Furthermore, an online retailer will still be required to pay interchange fees on all transactions, regardless of whether the amounts transacted represent the tax or the price of the item purchased.  

My amendment would help to address this problem by providing for compensation for remote sellers that will be required to withhold and remit sales taxes as a result of this legislation.  A simple, fair system of vendor compensation will help businesses overcome the difficulties of transitioning into the new sales tax regime.  

The amendment would phase out vendor compensation over a five-year period.  It would begin at ten percent of amounts collected for two years, eight percent of amounts collected for an additional two years after that, and then six percent of amounts collected for one year.  

This is a simple approach that would go a long way toward ensuring that businesses – particularly small businesses – are not unduly harmed by this legislation.

Now, Mr.
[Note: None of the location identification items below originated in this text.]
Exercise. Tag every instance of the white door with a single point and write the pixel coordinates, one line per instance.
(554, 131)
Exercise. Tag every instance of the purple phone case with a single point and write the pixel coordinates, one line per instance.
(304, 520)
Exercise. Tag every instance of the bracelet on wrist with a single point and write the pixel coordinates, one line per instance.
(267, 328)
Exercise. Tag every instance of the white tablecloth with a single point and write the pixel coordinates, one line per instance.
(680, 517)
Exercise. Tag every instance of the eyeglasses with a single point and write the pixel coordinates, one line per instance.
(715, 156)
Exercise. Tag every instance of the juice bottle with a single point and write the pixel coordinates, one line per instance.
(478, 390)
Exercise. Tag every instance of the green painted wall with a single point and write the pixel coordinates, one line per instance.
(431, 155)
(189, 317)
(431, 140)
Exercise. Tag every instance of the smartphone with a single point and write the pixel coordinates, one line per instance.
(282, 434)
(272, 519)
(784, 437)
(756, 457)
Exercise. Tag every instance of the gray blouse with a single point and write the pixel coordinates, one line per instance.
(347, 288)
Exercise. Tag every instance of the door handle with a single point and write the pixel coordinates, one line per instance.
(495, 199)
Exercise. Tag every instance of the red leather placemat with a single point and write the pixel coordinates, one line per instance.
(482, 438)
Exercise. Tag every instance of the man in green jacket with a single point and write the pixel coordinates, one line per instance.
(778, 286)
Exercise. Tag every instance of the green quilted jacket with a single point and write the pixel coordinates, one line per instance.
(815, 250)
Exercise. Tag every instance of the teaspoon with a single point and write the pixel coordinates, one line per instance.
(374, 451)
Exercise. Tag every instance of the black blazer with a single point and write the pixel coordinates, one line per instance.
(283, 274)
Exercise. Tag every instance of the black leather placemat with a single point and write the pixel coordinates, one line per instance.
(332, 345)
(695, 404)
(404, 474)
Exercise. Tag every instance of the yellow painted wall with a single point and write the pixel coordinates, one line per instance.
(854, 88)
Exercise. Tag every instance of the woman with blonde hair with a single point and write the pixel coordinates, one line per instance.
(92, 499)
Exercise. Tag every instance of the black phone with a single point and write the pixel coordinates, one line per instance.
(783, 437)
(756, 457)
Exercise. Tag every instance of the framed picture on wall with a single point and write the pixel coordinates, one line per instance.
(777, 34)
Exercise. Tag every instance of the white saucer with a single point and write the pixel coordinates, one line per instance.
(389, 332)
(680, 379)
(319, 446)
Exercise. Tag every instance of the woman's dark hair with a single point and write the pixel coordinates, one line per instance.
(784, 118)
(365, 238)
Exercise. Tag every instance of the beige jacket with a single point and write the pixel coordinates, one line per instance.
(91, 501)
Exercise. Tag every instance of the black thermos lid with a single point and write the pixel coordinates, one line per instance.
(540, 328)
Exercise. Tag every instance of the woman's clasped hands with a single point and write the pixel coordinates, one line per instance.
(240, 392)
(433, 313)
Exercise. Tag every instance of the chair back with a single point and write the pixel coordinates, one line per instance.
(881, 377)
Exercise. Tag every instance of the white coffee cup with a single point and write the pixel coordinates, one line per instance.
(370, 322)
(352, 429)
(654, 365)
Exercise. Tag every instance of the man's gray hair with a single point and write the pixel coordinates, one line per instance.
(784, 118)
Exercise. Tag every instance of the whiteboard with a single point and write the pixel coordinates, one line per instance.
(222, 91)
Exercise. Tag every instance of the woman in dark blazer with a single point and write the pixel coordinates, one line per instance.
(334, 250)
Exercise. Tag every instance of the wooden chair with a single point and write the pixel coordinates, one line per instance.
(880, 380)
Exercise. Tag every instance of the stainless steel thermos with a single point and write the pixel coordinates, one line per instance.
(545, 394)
President, if you haven’t noticed, a common theme running through all the provisions of my amendment is a desire to protect small businesses.

I think we all want to ensure that small businesses are allowed to grow, expand, and create jobs.  While I don’t think the proponents of this bill want to intentionally harm small businesses, I do not think they’ve done enough to protect them from the burdens that this legislation would impose.

Let me just give you one more example.

Businesses making less than $1 million a year in remote sales would be exempt from the sales taxes authorized under this legislation.

Now, that may sound like a fair concession, but it warrants further examination.

First of all, previous versions of the bill set the exemption at $5 million a year.  

Why has that number been reduced over time?  

Is it just an arbitrary number that sounds good or is there a specific target in mind?

These are the questions I have when I look at that number.  

My concern with placing the exemption at $1 million is that it could subject smaller, regional companies to sales tax burdens in states where they only do a small amount of business.  In our already fragile economy, the last thing we want to do is discourage businesses from growing, expanding, and creating new jobs.

My amendment would set the exemption at $10 million in remote sales a year.  It would also index the level of the exemption to inflation to ensure that it doesn’t shrink as the years go by.  
Now, I recognize that coming up with an exact definition of a small business is no easy task. 

Any single number we use will necessarily be a rough figure because it has to encompass different industries and business models.  

But, setting the exemption at $10 million would protect small businesses in a number of different sectors and ensure that we are not discouraging expansion and investment in those types of companies.

As you can see, Mr. President, I have a number of concerns with the Marketplace Fairness Act as it is currently drafted.  These are just some of the concerns I have.   
    
I respect my colleagues who have worked on this legislation over the years and I want to work with them to improve the bill.
    But, as you can see, there are simply too many problems and too many unanswered questions surrounding this legislation for me to support it as-is.  

As I’ve stated, I believe these problems could easily be resolved by a return to regular order.  Indeed, if the Finance Committee had been given an opportunity to fully examine this legislation, many of these problems would undoubtedly be solved already.  

 But, as I said, that’s not the world we’re living in.  

Once again, Mr. President, I want to work with my colleagues to improve this bill.  I hope they will listen to these concerns and consider the changes my amendment would make.  

If no changes are made to this legislation – if it’s forced through the Senate without any real improvements – I will have to vote No.

We’ve already missed some real opportunities to examine and improve this legislation.  I hope we can change course and take a good look at all the implications surrounding this bill.